9. The system of claim 8, wherein the semantic representation is a graph-based or knowledge-based abstraction of the data repository schema.

10. The system of claim 8, wherein the domain or task specific logics are integrated into the semantic representation based on the input data and the validation of the semantic representation.

11. The system of claim 8, wherein the structural and syntactic integrity of the semantic representation and the mapping file is checked by a plurality of predefined rules.

12. The system of claim 8, wherein the language model is a Large Language Model (LLM) trained to process structured prompts and domain knowledge.

13. The system of claim 8, wherein the semantic representation of the data repository schema is generated by a LLM based ontology generation agent, and wherein the mapping file of the data repository schema is generated by a LLM based mapping generation agent.
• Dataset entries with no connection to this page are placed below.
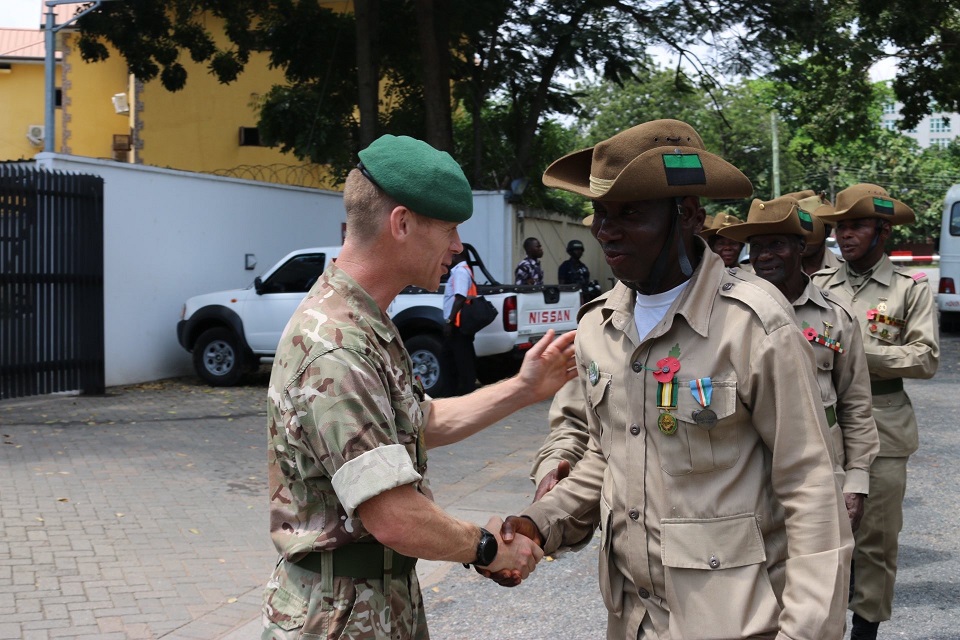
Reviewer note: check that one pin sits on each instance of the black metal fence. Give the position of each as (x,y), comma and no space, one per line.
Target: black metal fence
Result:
(51,282)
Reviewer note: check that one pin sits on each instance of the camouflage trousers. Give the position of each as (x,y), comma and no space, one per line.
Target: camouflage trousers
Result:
(297,606)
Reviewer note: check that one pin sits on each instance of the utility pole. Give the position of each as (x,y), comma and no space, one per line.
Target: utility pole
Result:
(51,28)
(774,142)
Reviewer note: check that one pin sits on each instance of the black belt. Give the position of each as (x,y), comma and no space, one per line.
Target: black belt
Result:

14. The system of claim 8, wherein the semantic representation and the mapping file are iteratively refined using feedback loops with the language model until the semantic representation and mapping file meets a predefined validation criterion, and wherein the feedback loops comprises one or more iterations of the validation of the semantic representation and the validation of the mapping file.

15. A non-transitory computer-readable storage medium having stored thereon computer executable instruction which when executed by one or more processors, cause the one or more processors to carry out a method of generating knowledge graph of a data repository, the method comprising:

receiving an input data and an access of the data repository;

generating a semantic representation of a data repository schema based on the input data and the data repository using a language model, wherein the semantic representation comprises a plurality of elements, and wherein the semantic representation incorporates domain or task specific logics;

validating the semantic representation syntactically and with respect to the input data;

generating a mapping file of the data repository schema based on the semantic representation and the data repository using the language model, wherein the mapping file comprises a mapping of the plurality of elements of the semantic representation to corresponding elements in the input data; and

validating the mapping file syntactically and semantically based on the semantic representation, data repository and the input data.

16. The non-transitory computer-readable storage medium of claim 15, wherein the semantic representation is a graph-based or knowledge-based abstraction of the data repository schema.

17. The non-transitory computer-readable storage medium of claim 15, wherein the domain or task specific logics are integrated into the semantic representation based on the input data and the validation of the semantic representation.

18. The non-transitory computer-readable storage medium of claim 15, wherein the structural and syntactic integrity of the semantic representation and the mapping file is checked by a plurality of predefined rules.

19. The non-transitory computer-readable storage medium of claim 15, wherein the language model is a large language model (LLM) trained to process structured prompts and domain knowledge.

20. The non-transitory computer-readable storage medium of claim 15, wherein the semantic representation and the mapping file are iteratively refined using feedback loops with the language model until the semantic representation and mapping file meets a predefined validation criterion, and wherein the feedback loops comprises one or more iterations of the validation of the semantic representation and the validation of the mapping file.